PRACTICAL LOYALTY—C. L. S. C. BOOKS.
The C. L. S. C. text-books are adapted to the peculiar method of C. L. S. C. work. They are the result of efforts to meet the wants of the main body of our members, and there has been no hap-hazard in their selection, but careful, patient and abundant thoughtfulness. Sometimes a member desires to substitute some book not in the course for one of ours. Sometimes his request may be granted; often it may not be granted. In the first place, it is desirable that there should be uniformity in the work done, and this we secure, for the most part, by uniform text-books. In a college, the uniformity is secured by the living teacher; we must secure ours by the printed page. Our need of common text-books is therefore peculiar and imperative. If we granted all the requests for substitutions which might be made, we should end by frittering away our course of study. We might seriously impair it by granting only those requests which seem to those who make them to be entirely reasonable. There must be hard and fast lines in any system of instruction; in our system the uniform text-books make one of those lines. It is our means of keeping together, of easily communicating with each other, of simplifying examinations and assisting our members in overcoming difficulties. In a rare case, a substitution may be allowed; but the substituted book must be equally good and equally fresh. Very few old text-books are now good. The subjects have undergone changes of importance either in the principles or the modes of illustrating them. A good text-book must be a fresh book. Furthermore, our books are specially adapted to private study; the ordinary school-books are made to be interpreted by a living teacher. The full meaning of this difference will not be grasped at once by those who have not thought about it. We have had to think about it. Our success depended upon our thinking about it to some purpose. The result of much thinking and careful planning is the Chautauqua system of text-books. We find it more and more important to adhere to our own books. The books are our teachers.

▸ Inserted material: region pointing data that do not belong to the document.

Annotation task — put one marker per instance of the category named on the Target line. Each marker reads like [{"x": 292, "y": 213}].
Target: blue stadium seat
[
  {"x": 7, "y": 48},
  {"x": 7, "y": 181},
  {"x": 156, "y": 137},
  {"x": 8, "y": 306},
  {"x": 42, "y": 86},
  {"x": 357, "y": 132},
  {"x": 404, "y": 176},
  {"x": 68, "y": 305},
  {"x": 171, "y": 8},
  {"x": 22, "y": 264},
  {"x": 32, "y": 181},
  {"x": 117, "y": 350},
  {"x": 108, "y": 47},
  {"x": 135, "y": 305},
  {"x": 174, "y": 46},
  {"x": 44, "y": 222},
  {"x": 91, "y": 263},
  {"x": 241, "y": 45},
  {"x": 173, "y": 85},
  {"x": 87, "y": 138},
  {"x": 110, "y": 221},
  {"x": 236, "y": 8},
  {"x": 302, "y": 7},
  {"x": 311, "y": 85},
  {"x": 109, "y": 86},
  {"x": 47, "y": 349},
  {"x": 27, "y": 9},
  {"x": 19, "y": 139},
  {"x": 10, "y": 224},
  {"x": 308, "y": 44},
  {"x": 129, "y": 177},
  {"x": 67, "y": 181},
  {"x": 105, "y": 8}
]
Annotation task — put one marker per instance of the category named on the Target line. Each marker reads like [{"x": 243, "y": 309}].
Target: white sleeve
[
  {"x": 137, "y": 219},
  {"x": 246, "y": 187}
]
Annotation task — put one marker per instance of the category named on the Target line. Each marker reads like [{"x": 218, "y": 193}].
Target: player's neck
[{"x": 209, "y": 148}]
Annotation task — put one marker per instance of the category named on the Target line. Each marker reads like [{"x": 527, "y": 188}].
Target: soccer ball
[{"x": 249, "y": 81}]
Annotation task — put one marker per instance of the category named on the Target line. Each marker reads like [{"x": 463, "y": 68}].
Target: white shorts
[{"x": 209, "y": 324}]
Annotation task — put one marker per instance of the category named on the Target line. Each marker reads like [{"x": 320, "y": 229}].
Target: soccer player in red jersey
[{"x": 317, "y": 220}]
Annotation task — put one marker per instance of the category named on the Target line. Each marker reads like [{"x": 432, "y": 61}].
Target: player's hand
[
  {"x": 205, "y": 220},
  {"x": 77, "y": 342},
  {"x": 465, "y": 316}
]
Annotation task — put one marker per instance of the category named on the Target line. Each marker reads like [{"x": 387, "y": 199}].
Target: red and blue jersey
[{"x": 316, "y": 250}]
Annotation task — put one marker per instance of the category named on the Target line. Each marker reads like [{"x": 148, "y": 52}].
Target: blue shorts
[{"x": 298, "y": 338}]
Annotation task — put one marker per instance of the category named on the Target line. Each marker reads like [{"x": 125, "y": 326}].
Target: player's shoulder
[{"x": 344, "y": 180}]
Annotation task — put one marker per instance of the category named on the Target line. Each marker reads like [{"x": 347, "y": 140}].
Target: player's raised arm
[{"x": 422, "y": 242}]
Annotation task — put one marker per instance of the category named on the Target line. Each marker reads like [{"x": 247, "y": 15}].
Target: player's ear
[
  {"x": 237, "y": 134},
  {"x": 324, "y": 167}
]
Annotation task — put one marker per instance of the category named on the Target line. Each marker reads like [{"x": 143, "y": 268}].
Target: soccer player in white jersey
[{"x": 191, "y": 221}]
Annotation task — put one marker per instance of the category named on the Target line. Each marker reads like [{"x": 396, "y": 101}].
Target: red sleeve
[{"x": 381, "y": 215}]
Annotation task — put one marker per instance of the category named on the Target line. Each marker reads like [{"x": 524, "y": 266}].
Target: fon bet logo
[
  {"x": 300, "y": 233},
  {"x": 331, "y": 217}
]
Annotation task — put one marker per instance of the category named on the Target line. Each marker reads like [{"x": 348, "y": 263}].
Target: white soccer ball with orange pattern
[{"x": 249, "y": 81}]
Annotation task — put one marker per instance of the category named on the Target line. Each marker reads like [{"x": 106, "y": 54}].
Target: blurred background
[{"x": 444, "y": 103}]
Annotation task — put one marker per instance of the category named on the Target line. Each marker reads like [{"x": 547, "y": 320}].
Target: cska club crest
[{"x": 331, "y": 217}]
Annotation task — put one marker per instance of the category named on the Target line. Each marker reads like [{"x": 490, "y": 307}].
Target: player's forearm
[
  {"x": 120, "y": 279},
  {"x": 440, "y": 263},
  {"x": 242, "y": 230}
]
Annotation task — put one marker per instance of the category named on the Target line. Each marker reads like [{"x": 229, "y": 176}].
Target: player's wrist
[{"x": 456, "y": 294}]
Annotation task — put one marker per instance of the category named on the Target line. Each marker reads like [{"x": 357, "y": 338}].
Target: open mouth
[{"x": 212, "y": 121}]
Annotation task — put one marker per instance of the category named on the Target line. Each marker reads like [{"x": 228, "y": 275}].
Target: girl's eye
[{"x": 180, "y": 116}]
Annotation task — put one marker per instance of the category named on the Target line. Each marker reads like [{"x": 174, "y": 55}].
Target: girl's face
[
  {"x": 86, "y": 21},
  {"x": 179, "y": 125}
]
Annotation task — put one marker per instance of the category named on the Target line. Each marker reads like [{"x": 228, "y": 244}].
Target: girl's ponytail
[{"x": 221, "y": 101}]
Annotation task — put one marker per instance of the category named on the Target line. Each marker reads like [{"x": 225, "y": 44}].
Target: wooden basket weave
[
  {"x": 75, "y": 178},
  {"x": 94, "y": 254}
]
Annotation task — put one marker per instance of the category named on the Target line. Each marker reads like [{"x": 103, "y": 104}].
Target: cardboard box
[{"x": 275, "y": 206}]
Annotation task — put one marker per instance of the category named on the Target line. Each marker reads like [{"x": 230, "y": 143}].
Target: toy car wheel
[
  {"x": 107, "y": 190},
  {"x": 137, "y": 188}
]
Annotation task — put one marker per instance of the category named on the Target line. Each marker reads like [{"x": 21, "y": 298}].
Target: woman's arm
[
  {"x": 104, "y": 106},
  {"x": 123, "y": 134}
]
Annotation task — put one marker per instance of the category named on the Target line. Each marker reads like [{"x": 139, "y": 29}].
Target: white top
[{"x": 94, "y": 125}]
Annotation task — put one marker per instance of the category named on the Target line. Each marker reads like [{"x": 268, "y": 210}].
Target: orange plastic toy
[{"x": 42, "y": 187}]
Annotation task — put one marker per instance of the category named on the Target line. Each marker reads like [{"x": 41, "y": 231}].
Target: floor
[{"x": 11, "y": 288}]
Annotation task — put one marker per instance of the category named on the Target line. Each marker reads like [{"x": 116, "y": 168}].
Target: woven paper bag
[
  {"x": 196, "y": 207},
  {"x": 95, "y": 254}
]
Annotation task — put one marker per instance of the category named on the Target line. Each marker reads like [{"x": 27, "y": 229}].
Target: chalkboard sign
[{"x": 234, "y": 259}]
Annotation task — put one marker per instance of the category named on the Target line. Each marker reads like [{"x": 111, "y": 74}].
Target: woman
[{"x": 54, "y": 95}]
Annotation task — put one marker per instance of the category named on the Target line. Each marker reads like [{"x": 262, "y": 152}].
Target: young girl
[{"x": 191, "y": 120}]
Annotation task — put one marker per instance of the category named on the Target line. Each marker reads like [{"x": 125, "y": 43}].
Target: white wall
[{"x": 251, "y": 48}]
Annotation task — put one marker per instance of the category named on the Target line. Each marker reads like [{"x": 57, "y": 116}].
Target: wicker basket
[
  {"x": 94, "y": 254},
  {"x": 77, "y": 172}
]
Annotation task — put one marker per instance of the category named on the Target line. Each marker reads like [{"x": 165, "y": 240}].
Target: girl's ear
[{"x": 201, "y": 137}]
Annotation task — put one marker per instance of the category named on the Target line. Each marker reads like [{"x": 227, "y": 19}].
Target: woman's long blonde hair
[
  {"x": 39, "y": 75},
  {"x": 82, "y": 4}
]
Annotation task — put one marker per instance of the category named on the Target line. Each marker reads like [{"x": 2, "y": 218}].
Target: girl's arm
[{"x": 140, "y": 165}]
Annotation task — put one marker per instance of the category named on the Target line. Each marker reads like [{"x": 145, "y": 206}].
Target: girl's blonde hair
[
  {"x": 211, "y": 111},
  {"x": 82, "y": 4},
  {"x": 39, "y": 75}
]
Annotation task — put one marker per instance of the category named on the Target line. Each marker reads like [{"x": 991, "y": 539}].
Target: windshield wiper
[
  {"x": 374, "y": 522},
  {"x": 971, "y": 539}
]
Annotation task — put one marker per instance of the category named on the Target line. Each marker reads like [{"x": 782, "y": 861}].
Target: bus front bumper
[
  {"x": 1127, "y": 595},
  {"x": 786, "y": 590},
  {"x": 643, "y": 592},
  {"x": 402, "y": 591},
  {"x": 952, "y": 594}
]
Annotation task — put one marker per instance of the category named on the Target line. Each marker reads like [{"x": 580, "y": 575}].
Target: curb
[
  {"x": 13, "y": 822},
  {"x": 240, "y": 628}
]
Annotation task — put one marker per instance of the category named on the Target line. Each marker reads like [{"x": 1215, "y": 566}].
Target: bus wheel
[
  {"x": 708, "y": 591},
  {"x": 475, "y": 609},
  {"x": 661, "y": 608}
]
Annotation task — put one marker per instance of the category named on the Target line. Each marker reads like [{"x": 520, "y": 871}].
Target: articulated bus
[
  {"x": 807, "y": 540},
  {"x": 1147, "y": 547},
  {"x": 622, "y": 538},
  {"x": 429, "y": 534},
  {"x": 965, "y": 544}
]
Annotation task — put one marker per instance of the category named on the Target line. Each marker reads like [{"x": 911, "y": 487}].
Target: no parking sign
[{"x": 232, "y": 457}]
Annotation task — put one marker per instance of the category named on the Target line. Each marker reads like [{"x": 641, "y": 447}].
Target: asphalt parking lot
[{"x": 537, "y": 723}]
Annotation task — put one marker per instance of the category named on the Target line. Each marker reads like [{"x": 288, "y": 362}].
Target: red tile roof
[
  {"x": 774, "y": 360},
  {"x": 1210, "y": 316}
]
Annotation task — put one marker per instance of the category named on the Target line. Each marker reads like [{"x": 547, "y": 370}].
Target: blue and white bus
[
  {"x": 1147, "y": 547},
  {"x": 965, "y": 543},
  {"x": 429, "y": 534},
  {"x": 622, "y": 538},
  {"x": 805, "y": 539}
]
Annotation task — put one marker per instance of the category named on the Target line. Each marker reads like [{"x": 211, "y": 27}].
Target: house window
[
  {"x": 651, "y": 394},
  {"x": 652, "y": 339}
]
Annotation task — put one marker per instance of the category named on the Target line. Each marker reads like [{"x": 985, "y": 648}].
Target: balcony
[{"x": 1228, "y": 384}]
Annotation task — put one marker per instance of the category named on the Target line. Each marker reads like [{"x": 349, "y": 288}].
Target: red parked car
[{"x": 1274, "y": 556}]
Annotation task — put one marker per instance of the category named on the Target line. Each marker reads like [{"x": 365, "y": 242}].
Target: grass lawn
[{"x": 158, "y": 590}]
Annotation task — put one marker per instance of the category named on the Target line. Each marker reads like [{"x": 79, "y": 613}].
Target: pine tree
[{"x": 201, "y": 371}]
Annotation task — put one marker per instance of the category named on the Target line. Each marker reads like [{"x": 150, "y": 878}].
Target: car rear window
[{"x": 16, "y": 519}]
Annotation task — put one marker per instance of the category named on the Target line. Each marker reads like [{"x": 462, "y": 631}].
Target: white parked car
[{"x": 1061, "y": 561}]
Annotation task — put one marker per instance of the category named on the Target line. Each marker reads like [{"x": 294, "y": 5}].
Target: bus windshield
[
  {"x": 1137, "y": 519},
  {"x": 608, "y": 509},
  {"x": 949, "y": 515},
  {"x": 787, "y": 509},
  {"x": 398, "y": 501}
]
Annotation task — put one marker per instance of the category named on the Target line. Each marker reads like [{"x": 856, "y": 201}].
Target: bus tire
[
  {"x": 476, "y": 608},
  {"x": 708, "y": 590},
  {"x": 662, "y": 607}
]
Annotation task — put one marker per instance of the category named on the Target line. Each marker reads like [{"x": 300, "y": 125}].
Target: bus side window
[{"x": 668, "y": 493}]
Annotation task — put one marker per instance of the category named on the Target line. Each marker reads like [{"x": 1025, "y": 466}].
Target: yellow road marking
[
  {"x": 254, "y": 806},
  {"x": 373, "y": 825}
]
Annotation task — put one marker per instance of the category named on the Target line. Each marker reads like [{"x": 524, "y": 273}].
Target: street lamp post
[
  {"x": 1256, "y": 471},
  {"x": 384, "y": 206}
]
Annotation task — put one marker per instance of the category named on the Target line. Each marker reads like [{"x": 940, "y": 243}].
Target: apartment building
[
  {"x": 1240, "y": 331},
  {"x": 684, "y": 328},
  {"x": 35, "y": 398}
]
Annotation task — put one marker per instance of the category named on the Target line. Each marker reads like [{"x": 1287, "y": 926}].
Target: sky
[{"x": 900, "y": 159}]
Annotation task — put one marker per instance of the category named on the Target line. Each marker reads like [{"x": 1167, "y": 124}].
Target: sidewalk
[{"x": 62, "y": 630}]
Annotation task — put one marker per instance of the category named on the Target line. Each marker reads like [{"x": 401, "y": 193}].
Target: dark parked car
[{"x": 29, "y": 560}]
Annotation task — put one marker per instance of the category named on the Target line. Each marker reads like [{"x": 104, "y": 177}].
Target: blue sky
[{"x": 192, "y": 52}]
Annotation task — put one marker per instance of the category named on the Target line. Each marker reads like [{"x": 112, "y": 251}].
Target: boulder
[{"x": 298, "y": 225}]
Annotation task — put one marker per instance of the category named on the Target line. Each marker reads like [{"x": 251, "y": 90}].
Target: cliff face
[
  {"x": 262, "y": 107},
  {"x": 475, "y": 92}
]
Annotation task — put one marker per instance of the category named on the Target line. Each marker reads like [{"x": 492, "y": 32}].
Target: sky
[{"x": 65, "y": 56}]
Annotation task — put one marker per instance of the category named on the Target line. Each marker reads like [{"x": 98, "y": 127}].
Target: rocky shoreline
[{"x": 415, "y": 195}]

We hope, therefore, that those who have desired changes to meet their special wants will remember the reason why their wishes can not be consulted. There is a call for loyalty on their part to the system. It depends on their loving it enough to forego some personal feelings or interests. We are in special and numerous ways dependent upon the affectionate respect of our members for the invisible authority of this institution—just as colleges depend on a like feeling toward the visible authority in their work. The colleges select their text-books; we select ours. In each case, substitutions ought to be very rare. If the disappointed applicant for a change of book has a loyal feeling toward the C. L. S. C. he will cheerfully sacrifice his preferences or his convenience to the welfare of the whole body. The whole body must move on common lines to common ends; and the individual members keep step, because a great army can not march in any other way—the individual must coöperate in the movement according to a common plan. We therefore appeal to the loyalty of our members to aid us in all reasonable ways to maintain our system of uniform books. We see more clearly than they possibly can that this uniformity is vital to the C. L. S. C. organization.